Google Seeks Crowdsourcing of “Citizen Cartographers” for U.S. Maps
Is there any place in the world that you know better than your own neighborhood or haunt? How would you like to aid Google in making their knowledge of the area smarter? That’s what’s happening right now as Google is inviting its own users to help them curate their vast maps of United States neighborhoods and tapping their own customer base to become citizen cartographers.
“Today we’re opening the map of the United States in Google Map Maker for you to add your expert local knowledge directly. You know your neighborhood or hometown best, and with Google Map Maker you can ensure the places you care about are richly represented on the map. For example, you can fix the name of your local pizza parlor, or add a description of your favorite book store,” Google recently blogged.
The Google Map Maker software underneath it all has existed for quite some time and Google has used it extensively in other countries—but this is the first time they’ve put much pressure on U.S. maps and citizens.
The software permits users to draw lines to promote boundaries, to show the locations of streets, place buildings, parking lots, add local data and expertise to what might otherwise be dull satellite and street maps. Not all of the data the Google receives is correct and it can fall out of date extremely quickly. By putting a few heads together, a community can greatly increase the accuracy of their data on Google Maps by correcting business names, changing who is in what building (i.e. that coffee shop that replaced a retail outlet only three months ago.)
This sort of software would benefit smartphone users especially by giving an extra expert level to local reality augmentation. We’ve already seen it starting to pour out of map makers like MapQuest attempting to push onto Google Android—even if Google Maps already has a strong showing there, especially with offline-downloadable data that can combine with GPS. I imagine check-ins and GPS would go together well with Map Maker and a smartphone so that a person could trace out a route, upload that information, and the refine it in Map Maker before submitting it. What better time to correct out-of-date data on a map then when you’re on-the-go, stop at a location, check your Google Map and discover that there’s a typo in a name or that a boundary is thirty feet off?
Google is pushing hard into the mapping augmentation and citizen curation avenues for community involvement—see museum photos and auto-checkin—and they have the userbase to effectively leverage this as well.

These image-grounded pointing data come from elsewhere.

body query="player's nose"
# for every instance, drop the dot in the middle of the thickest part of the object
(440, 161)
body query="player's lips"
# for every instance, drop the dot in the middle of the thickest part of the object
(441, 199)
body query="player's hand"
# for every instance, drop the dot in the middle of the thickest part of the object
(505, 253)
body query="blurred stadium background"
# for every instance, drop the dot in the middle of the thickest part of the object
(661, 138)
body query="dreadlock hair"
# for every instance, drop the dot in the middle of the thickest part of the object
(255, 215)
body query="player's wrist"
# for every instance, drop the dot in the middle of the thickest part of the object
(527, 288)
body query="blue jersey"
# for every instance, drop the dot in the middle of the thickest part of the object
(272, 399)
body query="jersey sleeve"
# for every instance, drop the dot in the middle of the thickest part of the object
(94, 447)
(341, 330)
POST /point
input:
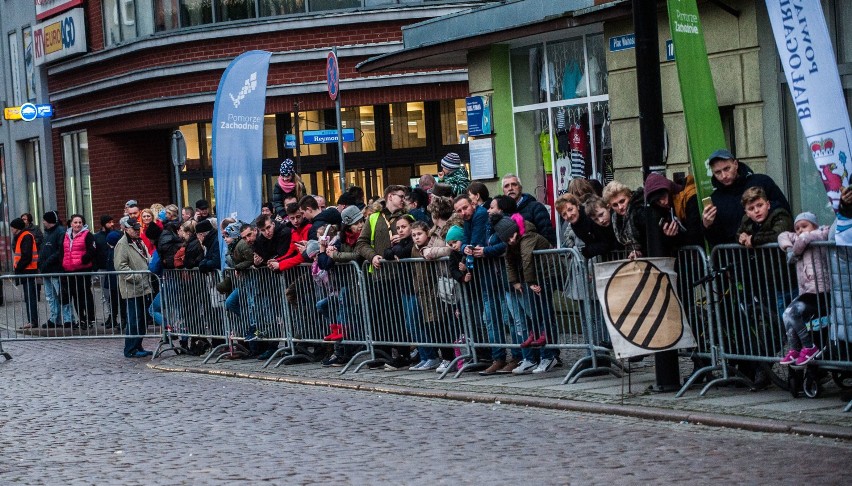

The details that boots-on-the-ground citizens could add to a place combined with proper review and release will probably make Google the go-to map provider when it comes to well-trod neighborhoods. Perhaps it’s just me, but I’d also like to see citizen cartographer maps that aren’t curated by people other than Google. I imagine ARGs and fantasy-games running on their own communities of Google maps where regions are set aside by users, such is as already done by some interesting AJAX for Google Maps.
“Share My Google Map” becoming just as vogue as “Share my Google Calendar” anyone? I’d love to be able to see what my friends have added that isn’t for public consumption. After all, a community isn’t just made up of what’s globally or publicly visible, it’s also all the inside knowledge that makes up the connections and relationships, from notes scrawled in our atlases and on napkins.